Ce ne sont pas des écoles pour produire des discours : ce sont des écoles pour produire des ponts, des réseaux, des systèmes énergétiques, des matériaux nouveaux, des machines capables de traverser le ciel ou de sonder les abysses. L’ingénieur français n’était pas un spéculateur ; il était un constructeur, sans cesse renvoyé à son devoir de vérité. La matière, elle, ne ment pas : elle obéit, ou elle cède. Et c’est cette fidélité au réel qui fit la force de ces élites.
Or la France a besoin, plus que jamais, de cet héritage : non pour flatter une mémoire prestigieuse, mais pour renouer avec ce qui fut son moteur et son visage.
Nous venons d’une époque où la finance s’est crue démiurge, où l’on pensait qu’un pays pouvait vendre ses infrastructures et conserver sa puissance, qu’il pouvait externaliser ses ateliers et garder ses brevets, qu’il pouvait fermer ses mines et rester maître de son destin.
La réalité est revenue, sévère mais juste : un pays qui n’a plus d’usines devient un pays dépendant, et un pays dépendant devient un pays fragile.
Il ne s’agit pas de nier la nécessité de la finance — toute industrie exige capital et vision économique — mais d’en finir avec sa toute?puissance, cette dérive où l’argent décide de tout sauf de ce qui compte. Le temps est venu de placer la finance au service de l’industrie, comme la rivière sert le moulin. La finance est un fluide ; l’industrie est une colonne vertébrale. Or l’on ne tient pas debout avec de l’eau.
Le véritable investissement n’est pas celui qui promet un rendement trimestriel ; c’est celui qui forme un ingénieur, qui rouvre un atelier, qui fait tourner une forge, qui finançe une ligne de semi-conducteurs, qui érige un data-center souverain, qui implante une école doctorale en IA, qui rétablit un territoire dans sa dignité productrice.
La priorité nationale doit donc être claire, assumée, affichée : la France redevient un pays d’industrie, de technique, d’ouvrage, de machines, d’ingénieurs, de matières, de transformations.
La réindustrialisation n’est pas seulement un plan d’investissement : c’est un projet de civilisation. Elle exige une alliance nouvelle entre l’esprit d’ingénieur et l’énergie sociale d’un peuple qui refuse de disparaître dans le brouillard de la dépendance.
Elle demande de retrouver la grandeur du geste technique, mais aussi l’humilité du geste quotidien : assembler, calibrer, fondre, forger, coder, contrôler, améliorer.
L’optimum que la France doit viser n’est pas un optimum de volume, mais un optimum de qualité, de précision, d’audace et de durabilité.
Un optimum où l’on produit moins, mais mieux.
Où l’on exporte non seulement des marchandises, mais de la confiance.
Où chaque pièce sortie d’une forge, chaque wafer gravé, chaque algorithme conçu porte quelque chose de notre génie national.
Cet optimum n’est pas hors de portée : il exige simplement que les élites techniques retrouvent leur place, que l’État assume sa mission d’orientation stratégique, que la finance devienne un instrument et non un maître, que l’industrie redevienne un horizon collectif.
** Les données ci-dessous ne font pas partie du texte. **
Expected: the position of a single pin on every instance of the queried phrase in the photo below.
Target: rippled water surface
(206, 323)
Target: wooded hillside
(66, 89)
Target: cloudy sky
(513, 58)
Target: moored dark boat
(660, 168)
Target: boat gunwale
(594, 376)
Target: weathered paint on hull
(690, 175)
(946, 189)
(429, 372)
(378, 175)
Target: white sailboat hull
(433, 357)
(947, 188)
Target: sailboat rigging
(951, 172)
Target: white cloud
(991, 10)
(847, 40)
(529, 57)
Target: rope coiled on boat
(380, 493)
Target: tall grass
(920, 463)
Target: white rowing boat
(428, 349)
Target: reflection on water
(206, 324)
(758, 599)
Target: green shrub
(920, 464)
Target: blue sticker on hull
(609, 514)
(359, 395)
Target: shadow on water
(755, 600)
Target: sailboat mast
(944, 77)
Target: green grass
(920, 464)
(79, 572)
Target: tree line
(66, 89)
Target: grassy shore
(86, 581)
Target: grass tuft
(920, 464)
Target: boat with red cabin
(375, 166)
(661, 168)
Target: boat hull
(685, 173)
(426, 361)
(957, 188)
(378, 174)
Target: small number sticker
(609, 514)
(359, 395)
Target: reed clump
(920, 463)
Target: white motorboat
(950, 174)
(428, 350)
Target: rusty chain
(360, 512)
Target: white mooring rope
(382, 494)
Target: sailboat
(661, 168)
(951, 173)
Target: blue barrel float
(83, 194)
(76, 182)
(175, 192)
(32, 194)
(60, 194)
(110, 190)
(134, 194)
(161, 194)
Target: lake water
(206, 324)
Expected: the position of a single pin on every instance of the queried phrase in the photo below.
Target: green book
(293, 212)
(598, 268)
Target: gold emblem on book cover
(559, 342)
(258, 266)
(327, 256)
Alors, peut?être, la France redeviendra ce qu’elle n’aurait jamais dû cesser d’être :
un pays qui bâtit, qui invente, qui répare, qui ose, un pays où l’on entend encore, dans les ateliers du matin, le chant grave et clair du travail bien fait — ce chant qui, depuis toujours, est le véritable langage des nations souveraines.